Wonderful spring day in DC. Enjoy the photos!
On Monday and Tuesday, March 25-26 some sixteen Einstein Fellows spent two days at the Airlie Center in Warrenton, Virginia for a post-fellowship transition retreat. Amidst swans, snowed covered grounds and lakes, we followed a program consisting of human resources experts, former Fellows discussing career transitions, resumes, cover letters, networking and those of us returning to the classrooms, received a unique and exclusive hotline number to call when overwhelmed and dejected. I’m going to cherish that number; to be used during lunch (five minutes or so perhaps) and prep (wait, I wonder if I’ll get a prep, hope I do/students will get more out of me/ and that it reflects the number and diversity of subjects/levels I will possibly teach-I really love 8th grade physical science though, hint).

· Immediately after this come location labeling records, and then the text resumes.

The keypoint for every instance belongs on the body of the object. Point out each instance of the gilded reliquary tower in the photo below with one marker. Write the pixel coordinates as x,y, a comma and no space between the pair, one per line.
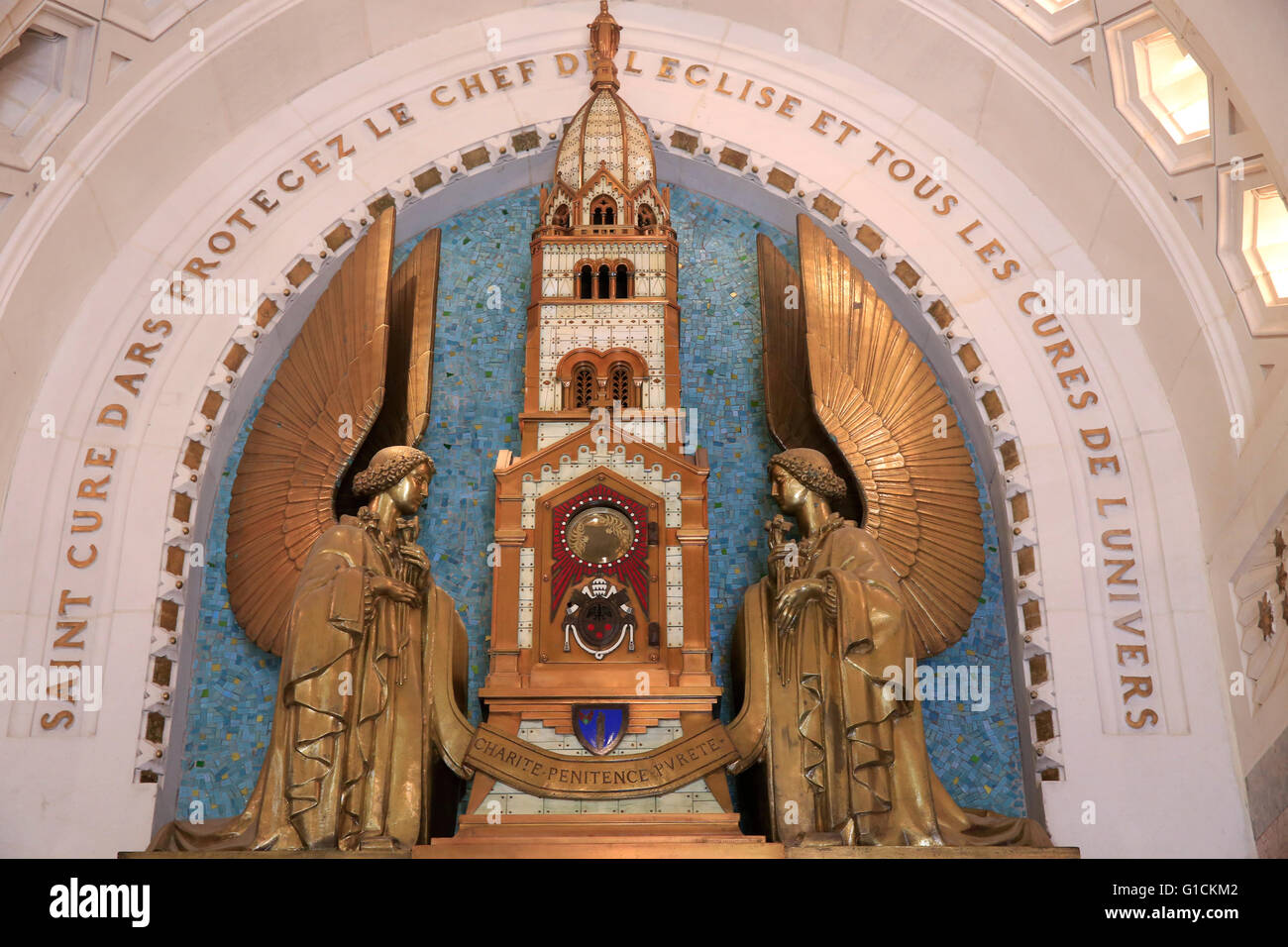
601,590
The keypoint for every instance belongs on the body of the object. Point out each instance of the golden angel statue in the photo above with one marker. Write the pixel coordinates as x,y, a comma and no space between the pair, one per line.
323,570
841,735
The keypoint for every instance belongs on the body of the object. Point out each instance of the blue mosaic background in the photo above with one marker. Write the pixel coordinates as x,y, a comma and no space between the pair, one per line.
478,388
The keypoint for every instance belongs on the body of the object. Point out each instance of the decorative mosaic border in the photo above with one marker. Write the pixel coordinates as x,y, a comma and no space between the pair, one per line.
844,222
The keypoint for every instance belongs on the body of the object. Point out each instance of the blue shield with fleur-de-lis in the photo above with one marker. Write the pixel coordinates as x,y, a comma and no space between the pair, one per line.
599,727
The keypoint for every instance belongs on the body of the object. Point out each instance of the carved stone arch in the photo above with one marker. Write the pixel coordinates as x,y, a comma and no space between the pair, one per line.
600,364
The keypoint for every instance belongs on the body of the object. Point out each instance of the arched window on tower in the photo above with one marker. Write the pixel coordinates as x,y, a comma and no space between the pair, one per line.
583,385
603,210
619,384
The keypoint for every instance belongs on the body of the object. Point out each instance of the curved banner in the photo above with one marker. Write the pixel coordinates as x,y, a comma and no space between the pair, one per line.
541,774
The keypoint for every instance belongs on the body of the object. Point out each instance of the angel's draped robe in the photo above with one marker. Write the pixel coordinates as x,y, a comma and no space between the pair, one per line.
349,761
845,748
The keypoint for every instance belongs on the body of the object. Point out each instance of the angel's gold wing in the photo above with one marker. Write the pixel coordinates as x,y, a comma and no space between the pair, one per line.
327,402
850,369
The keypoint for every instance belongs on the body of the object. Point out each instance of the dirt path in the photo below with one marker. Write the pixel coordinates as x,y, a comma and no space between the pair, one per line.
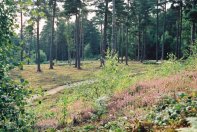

Today, at the Cannon bldg. in DC, nine Einstein Educator Fellows from NSF, DOE, NOAA, and NASA presented to a group of sixteen educator professionals from the United Kingdom and Teacher Ambassador Fellows from the United States Department of Education. I was one of the Einstein Fellows presenting. The goal of this presentation was to discuss current educational trends, exchange resources and compare educational systems. I talked about bilingual students, standardization and Content & Language Integrated Learning (CLIL). I asked how linguistically diverse students are serve in the United Kingdom and how does a national curriculum work on integrating a diverse kingdom (Ireland, England, Wales). The presentations’ delivery followed the Pecha Kucha format, where each fellow contributed and referred to twenty slides and each slide was shown for twenty seconds. My fellow Fellows, representing the states of North Carolina, Washington, Idaho, Colorado and the District of Columbia, will be returning to their classrooms for the 2013-2014 school year.
Fellows Steve B., Lynn R., Sharon, Chris, Sam, Cindy, Kathy, Sandee, Kevin, April and I spent a day at KSC in Orlando, Florida for a workshop and tour of the center, Thank you April for putting together this cool visit. In the workshop we were introduced to the Educator Resource Center, educational materials, the digital learning network, the NASA App for smartphones and tablets http://www.nasa.gov/connect/apps.html, a must have for STEM educators. We were also challenged by Jennifer H., Education Specialist who led the workshop at KSC Educator Resource Center, to design and build a thrust support system. I had done this activity with many of students when I had an elective class. Each Fellow submitted their designs to a rigorous test and, I must confess, mine was the lightest and strongest of all. If any other Fellows want to contest this, demand evidence; by the way, hearsay does not count.

We toured the center, watched wild life such as egrets, turtles crossing the road, bald eagles, manatees, crocodiles; it’s the wild side of NASA, almost as if we had been in a national wildlife refuge. Maybe we were, check out Merritt Island NWR. We visited the launch control center, role played launch director, climbed launch pad 39A (while no one was looking), practiced the astronauts emergency zip line exit from the launch pad tower, talked to a crabonaut, touched a moon rock, went into the cockpit of shuttle Altantis! (no photos were allowed here, it is not officially opened yet) and much more.

Last Friday I traveled to Las Cruces to be the distinguished speaker at the 5th Annual Southwest New Mexico Regional STEM Conference and I presented my research title ‘Bilingual Students in the Standardization Age’ at the Graduate Research & Arts Symposium. Got back Thursday night, put together a presentation I delivered yesterday Friday March 15 at Goddard and in a few hours I traveling to Orlando, Florida again. This time to Kennedy Space Center with a small group of Einstein Fellows for a series of workshops and enjoy Cocoa Beach, maybe even Universal Studios. I’m packing my running shoes and goggles, maybe I can swim and run with the sharks, did I say sharks? I meant dolphins.  

What a week! On my birthday an Argentinean was heavenly elected Pope. Really cool, he is even a chemist. Science helps us get closer to heaven while in faith we find the strength to rise again.

I talked to engineer Ariel S. of NASA-GSFC  and discussed how the Sample Analysis at Mars (SAM), onboard NASA's Mars Science Laboratory rover, Curiosity, works. Ariel is a fellow countryman from Argentina and was gracious enough  to talk to me between  real-time test runs and showed me the behind the scenes of different laboratories. 
Here are the two short videos one in English and the other one in castellano/español as Ariel explains the workings of SAM.  The  sound has some background noise as the testbed is running, but it is still audible. This is real science and technology in action. Amazing! Thank you so much Ariel.